I'm studying for a pre-clinical dosage calculation test. I've no experiences with syringes or medical devices (other than from a patient perspective; and, unfortunately I wasn't paying attention all the time for those in terms of noticing the details of the syringe or device). Therefore, I don't know what I could measure with a syringe or other device from a visual / experiential point at this time.

I do understand I need to round, and I do know how to round. I'm just working through how to determine how many decimal places to round.

Thank you.

From dosagehelp.com practice questions: Phenytoin (Dilantin), 11,000 mg PO, is ordered to be given through a nasogastric tube. Phenytoin is available as 19 g / 12 mL. How much would the nurse administer?

I came up with 6.947368421 mL. Dosagehelp.com expects the answer to be 6.9 mL. How do you know how many significant figures to use based on the type of question?

Significant figures are very simple... they communicate the precision to which a value is known. The basic rule is that you cannot have any more significant figures in a product than are present in the least significant of its factors.

In this case, your three factors are 11000, 19, and 12... each of which has two significant figures (the zeroes in 11000 are just place holders).

Two sig figs in the factors, two sig figs in the product... 6.9

If one of the factors had only a single significant figure then you'd only be permitted one sig fig in your answer.

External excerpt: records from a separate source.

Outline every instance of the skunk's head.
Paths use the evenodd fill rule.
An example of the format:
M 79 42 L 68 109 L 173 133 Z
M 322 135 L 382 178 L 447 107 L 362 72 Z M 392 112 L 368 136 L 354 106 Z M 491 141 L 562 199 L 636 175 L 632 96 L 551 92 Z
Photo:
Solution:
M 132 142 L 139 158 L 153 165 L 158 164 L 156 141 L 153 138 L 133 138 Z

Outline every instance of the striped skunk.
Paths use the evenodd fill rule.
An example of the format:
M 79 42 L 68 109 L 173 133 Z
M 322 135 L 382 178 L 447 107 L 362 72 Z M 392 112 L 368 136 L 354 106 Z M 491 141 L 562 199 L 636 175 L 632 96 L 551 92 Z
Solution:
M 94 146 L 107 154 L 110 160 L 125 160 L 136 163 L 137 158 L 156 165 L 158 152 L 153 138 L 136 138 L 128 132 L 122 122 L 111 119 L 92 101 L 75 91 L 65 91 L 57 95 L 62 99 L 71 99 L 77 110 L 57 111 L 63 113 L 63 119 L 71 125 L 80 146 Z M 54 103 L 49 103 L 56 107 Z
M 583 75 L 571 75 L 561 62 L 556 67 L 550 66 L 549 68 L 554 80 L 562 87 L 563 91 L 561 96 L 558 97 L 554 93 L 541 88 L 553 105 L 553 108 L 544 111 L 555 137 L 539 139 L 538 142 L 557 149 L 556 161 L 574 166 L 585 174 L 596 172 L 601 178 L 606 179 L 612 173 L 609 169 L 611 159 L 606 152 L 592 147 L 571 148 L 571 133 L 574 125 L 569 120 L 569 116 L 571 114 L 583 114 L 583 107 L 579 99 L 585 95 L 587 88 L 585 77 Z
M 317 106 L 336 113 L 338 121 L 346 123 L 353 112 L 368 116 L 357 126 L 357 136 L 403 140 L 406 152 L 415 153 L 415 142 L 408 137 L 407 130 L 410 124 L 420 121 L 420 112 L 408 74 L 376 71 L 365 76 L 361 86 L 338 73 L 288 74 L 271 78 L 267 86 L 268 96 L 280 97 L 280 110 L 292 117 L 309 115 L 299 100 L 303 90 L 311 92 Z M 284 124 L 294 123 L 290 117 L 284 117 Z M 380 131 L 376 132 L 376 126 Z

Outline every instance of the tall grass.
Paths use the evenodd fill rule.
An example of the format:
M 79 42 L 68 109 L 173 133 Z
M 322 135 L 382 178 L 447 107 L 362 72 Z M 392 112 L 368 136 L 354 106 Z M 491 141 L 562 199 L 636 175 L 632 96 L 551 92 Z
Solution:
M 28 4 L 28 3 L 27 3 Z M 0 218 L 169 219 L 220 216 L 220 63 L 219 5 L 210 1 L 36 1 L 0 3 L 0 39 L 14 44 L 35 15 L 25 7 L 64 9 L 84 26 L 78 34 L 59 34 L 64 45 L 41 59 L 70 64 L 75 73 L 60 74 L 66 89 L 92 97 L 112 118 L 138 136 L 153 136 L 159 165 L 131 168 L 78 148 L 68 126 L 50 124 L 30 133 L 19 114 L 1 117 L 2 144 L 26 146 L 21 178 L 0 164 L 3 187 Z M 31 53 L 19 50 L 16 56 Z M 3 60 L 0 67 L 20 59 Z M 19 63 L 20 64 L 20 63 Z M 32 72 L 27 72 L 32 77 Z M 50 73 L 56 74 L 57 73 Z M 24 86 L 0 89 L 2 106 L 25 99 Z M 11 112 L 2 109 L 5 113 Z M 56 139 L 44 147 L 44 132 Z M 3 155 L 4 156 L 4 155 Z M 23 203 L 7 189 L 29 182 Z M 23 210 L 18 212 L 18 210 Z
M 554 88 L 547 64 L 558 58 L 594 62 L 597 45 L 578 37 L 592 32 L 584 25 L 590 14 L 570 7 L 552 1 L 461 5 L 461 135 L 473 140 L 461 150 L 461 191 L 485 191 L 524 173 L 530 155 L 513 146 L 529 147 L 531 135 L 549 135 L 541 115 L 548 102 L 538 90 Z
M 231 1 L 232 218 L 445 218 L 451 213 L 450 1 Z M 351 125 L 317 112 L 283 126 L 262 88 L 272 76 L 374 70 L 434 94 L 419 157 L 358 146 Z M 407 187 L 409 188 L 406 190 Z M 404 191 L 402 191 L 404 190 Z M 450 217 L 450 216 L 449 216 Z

Note... you do not round until the final product...

In our program, we were told that if the number is less than 1 to use 2 decimal places. If the number is greater than 1 then only 1 decimal place is needed. The exception is when calculating weight in kg, in which case we always use 2dp. I'm not sure if that helps...it's just how we were taught.

In our program, we were told that if the number is less than 1 to use 2 decimal places. If the number is greater than 1 then only 1 decimal place is needed. The exception is when calculating weight in kg, in which case we always use 2dp. I'm not sure if that helps...it's just how we were taught.

If that's what they want then do it that way...

but don't use the term "significant figures" because that is *not* how significant figures works.

If that's what they want then do it that way...

but don't use the term "significant figures" because that is *not* how significant figures works.

Where did I use the term significant figures? I was simply offering the original poster an insight into how my program has taught us how to round for nursing. I didn't use the term significant figures deliberately because those aren't the rules we use. Geesh.